Republicans have seized on Obama's veto threats and speeches as a setup for a shutdown. "The president wants to raise taxes so he can do more stimulus spending," House Speaker John Boehner of Ohio said this week. "And the fact is, it's his sequester, and if we're going to get rid of his sequester, we're going to have to look for smarter spending cuts in order to do that."
Congressional Democrats say they and the White House are preparing for a bigger clash in September.
"I think they're in a position, and I'm urging my House members to be in a position, of a much stronger, less flexible agreement with policies that we believe undermine the operations of our government, our national security and our creditworthiness," said House Minority Whip Steny Hoyer of Maryland.
Several Democrats suggested that they might accept an interim spending measure to keep the government open into November, delaying the fight until just around the time of another looming deadline: raising the statutory limit on federal borrowing. The exact deadline has not been determined by the Treasury Department, but the Congressional Budget Office recently estimated it would come in October or November.
Republicans are insisting they will demand additional spending cuts in exchange for agreeing to raise the debt limit, while Obama and Democrats say the nation's creditworthiness cannot be subject to negotiation.
The president maintained the same position on that issue at the beginning of the year, and Republicans ultimately folded by agreeing to suspend the debt limit for several months. It is not clear whether they will acquiesce again.
The choice about how hard to fight Republicans over sequestration in September tugs at two competing impulses for the president. One is to avoid brinkmanship that could endanger the economy or unravel government operations. The other is to try to force an end to spending cuts that represent the opposite of his core second-term vision.

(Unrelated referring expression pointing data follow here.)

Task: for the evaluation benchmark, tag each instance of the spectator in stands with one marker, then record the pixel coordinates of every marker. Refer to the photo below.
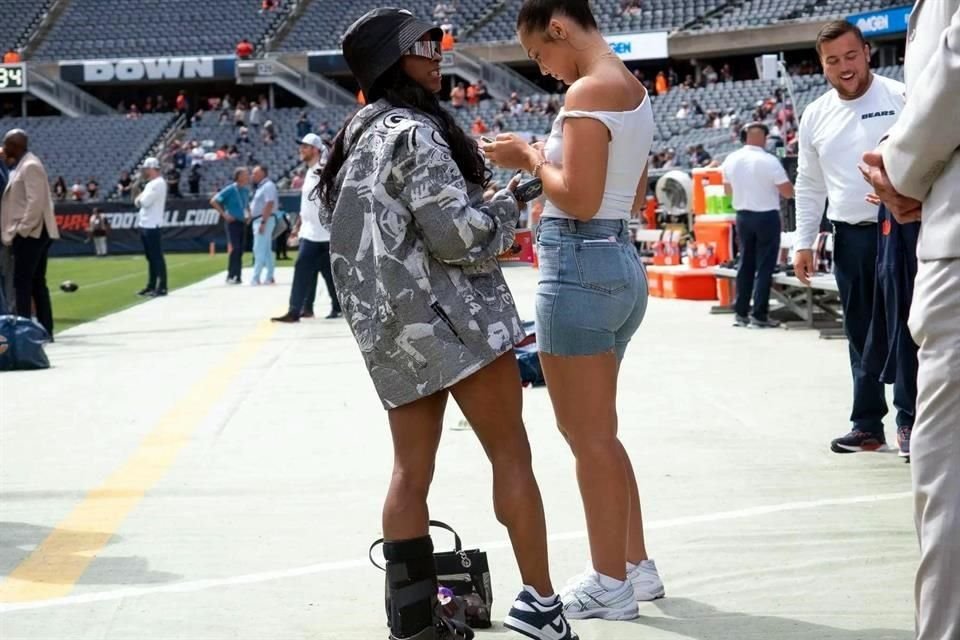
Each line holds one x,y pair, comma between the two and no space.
153,205
631,7
835,131
710,74
314,253
244,49
458,96
231,203
197,154
482,93
182,104
701,156
97,230
448,42
269,132
59,189
727,118
304,126
173,182
297,182
28,227
479,127
264,209
240,115
661,83
243,136
756,180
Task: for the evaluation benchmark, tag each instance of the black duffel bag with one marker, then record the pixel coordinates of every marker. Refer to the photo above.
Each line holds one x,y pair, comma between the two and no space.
466,573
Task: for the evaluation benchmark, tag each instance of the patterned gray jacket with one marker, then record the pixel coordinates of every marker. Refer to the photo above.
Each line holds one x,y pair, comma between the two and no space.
414,257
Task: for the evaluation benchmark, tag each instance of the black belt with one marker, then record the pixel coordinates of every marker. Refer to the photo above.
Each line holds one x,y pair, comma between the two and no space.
866,223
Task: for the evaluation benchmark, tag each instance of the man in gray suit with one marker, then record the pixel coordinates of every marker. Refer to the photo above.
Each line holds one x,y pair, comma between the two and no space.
916,172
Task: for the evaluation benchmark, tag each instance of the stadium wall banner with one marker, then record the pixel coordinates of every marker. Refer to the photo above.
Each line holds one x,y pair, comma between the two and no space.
189,225
147,69
640,46
880,23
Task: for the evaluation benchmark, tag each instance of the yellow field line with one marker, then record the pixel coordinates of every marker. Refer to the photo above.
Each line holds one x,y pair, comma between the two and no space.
53,568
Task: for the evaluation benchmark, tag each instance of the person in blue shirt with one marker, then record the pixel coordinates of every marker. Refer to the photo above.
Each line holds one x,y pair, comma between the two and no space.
264,209
232,203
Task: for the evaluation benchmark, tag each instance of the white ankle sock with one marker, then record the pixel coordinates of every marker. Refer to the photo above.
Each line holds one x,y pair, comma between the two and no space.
545,601
608,583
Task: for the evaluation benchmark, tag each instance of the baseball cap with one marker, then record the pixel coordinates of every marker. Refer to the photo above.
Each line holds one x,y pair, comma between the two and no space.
378,39
313,140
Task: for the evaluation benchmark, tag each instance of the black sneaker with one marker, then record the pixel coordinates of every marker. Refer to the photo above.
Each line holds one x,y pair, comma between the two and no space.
856,441
763,324
530,618
903,442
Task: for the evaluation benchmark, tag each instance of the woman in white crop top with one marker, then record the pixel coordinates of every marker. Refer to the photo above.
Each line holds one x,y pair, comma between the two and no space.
592,294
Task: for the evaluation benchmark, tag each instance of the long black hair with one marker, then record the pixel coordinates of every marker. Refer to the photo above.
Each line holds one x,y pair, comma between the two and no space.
397,88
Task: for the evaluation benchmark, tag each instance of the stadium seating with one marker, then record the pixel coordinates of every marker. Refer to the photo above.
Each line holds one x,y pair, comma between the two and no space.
93,146
280,157
656,15
756,13
117,28
18,18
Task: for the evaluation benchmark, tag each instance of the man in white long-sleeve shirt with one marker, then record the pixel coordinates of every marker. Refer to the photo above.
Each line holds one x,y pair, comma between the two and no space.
153,204
835,130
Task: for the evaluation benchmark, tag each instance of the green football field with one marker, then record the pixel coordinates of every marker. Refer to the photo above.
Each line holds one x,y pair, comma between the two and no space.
111,284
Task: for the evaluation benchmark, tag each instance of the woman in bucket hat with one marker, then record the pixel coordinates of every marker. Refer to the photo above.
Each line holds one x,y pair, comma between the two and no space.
414,248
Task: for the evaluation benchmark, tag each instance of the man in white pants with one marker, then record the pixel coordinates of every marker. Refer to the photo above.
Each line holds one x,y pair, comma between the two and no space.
916,172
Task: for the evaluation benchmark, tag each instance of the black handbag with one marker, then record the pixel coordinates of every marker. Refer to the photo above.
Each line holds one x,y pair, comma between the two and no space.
466,573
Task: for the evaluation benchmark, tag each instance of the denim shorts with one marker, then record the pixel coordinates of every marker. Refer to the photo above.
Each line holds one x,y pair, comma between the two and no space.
592,294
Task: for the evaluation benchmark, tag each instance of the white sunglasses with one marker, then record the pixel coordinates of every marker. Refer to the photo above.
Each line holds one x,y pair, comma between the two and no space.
425,49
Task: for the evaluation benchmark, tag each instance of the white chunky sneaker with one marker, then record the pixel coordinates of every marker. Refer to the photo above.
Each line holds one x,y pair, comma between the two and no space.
590,599
646,581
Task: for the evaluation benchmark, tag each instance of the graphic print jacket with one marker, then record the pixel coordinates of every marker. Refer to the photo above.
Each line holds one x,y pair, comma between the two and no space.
413,251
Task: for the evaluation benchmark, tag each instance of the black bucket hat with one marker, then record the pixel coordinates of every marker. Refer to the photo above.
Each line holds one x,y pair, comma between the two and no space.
378,39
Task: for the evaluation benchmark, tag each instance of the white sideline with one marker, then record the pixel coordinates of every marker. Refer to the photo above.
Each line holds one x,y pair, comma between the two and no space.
327,567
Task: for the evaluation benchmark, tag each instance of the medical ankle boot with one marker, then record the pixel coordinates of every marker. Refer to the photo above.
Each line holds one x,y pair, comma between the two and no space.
411,588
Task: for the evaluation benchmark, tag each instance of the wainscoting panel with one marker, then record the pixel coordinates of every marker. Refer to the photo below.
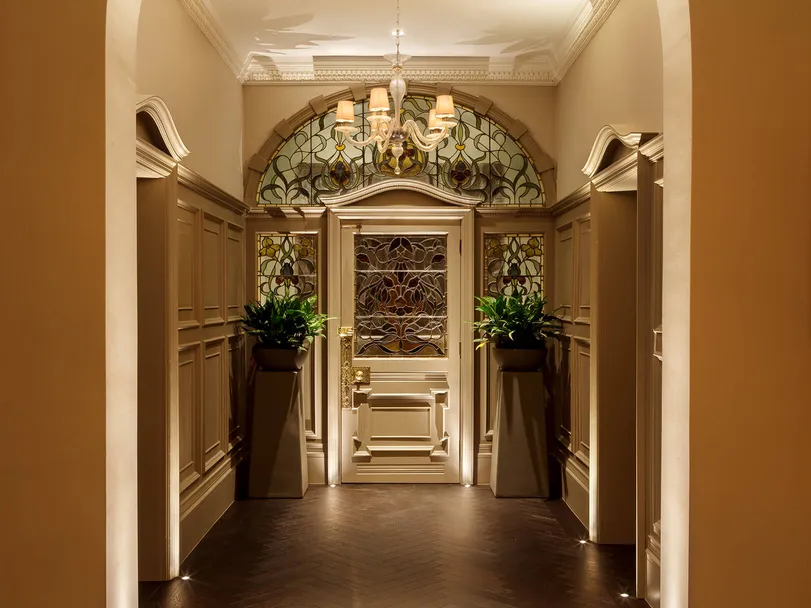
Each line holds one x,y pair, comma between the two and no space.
212,253
213,269
188,411
188,311
214,436
234,256
573,355
583,270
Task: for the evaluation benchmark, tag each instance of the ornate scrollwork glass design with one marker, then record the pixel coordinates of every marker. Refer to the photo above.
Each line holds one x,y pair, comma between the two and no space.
513,264
401,295
287,264
479,159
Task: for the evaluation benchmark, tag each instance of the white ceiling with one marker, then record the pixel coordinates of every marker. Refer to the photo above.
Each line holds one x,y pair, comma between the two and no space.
528,40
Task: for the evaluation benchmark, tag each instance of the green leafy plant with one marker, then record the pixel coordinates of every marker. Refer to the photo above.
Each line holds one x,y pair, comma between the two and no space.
516,321
284,321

Deciding to escalate the confrontation with Congress over the budget would be a break from the president's approach earlier this year. In March, he signed a budget resolution that continued to fund the government through Sept. 30 without forcing a fight over the sequestration cuts. Several weeks later, he agreed to move around money to cancel furloughs at the Federal Aviation Administration to eliminate flight delays, angering congressional Democrats who wanted broader negotiations.
Administration officials said that they had no choice because Senate leaders said that Congress probably would override any veto.
Congressional Democrats, led by Rep. Chris Van Hollen of Maryland, told White House Chief of Staff Denis McDonough after the FAA episode that the administration had to send a much clearer signal about its intentions.
In recent weeks, Obama has been issuing a fusillade of veto threats and signaling that he will not sign bills that do not support his priorities.
In a Thursday letter to Van Hollen, ranking Democrat on the House Budget Committee, the Congressional Budget Office said canceling sequestration cuts in 2014 would create 900,000 jobs.
"There's a real cost to keeping the sequester in place," Van Hollen said in an interview, but he added that the options Democrats will consider in September will depend on public response.
"There is evidence that the pressure from the sequester is continuing to build," he said. "I think the viable options will depend in part on what the public mood is at the time."
There is little time for Congress to work out its differences. Lawmakers will leave for August recess next week and will not return until Sept. 9. Obama will spend a week in August on Martha's Vineyard, Mass., and will be at a summit in Russia in early September.
That leaves only two weeks for both sides to reach a budget agreement upon their return. Some lawmakers are considering a short-term extension of budget funding to gain additional flexibility.